Researchers at Georgia Tech have developed Cluster-Wells—an innovative technology for isolating circulating tumor cell (CTC) clusters from the bloodstream for analysis. CTC clusters hold valuable information about the stage and location of cancer in the body. Current analysis methods, however, struggle to capture them because the clusters are extremely rare and highly sensitive to shear force and can easily become dissociated into single cells.
Georgia Tech’s Cluster-Wells is a polymer chip that addresses the challenge of dissociation by exploiting the clusters’ geometry to gently isolate them while still allowing single cells in the blood to pass through. It uses uniformly distributed quadfurcated trapping units to increase the chip’s filtration area while still achieving a blood-processing rate of 25 milliliters per hour. A micromanipulator retrieves the clusters directly from the chip, and the clusters are then ready for downstream analyses. Overall, the Cluster-Wells facilitates a label-free, single-step process that accommodates a high volumetric flow rate and is viable for use in clinical settings.

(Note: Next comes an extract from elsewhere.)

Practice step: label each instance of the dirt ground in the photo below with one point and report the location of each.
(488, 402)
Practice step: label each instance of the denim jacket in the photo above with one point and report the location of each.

- High performing: Demonstrates superior abilities to isolate CTCs without clogging the system or dissociating the clusters
- Low cost: Shows high potential for large-scale production because it uses simple equipment and a straightforward process
- Versatile: Isolates CTC clusters of any cancer type and uses hardware that can be modified to accommodate various devices
The primary application of Cluster-Wells is as a diagnostic tool in clinical and lab settings to improve diagnosis and treatment in metastatic cancer patients. Other uses for the technology include:
- Urine cytology
- Clot/Coagulation detection
- In-line blood purification/cleaning
- On-chip incubation of clusters
- Intentional dissociation of clusters for therapeutics
Circulating tumor cell clusters are extremely rare and highly aggressive. Research demonstrates that CTC clusters’ resilience and high metastatic potential—that is, the ability to spread to new sites in the body—are likely associated with lower survival rates of cancer patients. Several technologies have been developed for the capture of single CTCs, but they are not specific or sensitive enough to retrieve CTC clusters. Although there have been recent developments in CTC cluster capture systems, other models are still unable to handle a large enough throughput volume for commercial use. Using a straightforward set-up and without requiring blood pre-processing, Georgia Tech’s Cluster-Wells has already successfully isolated CTC clusters from metastatic prostate and ovarian cancer patients.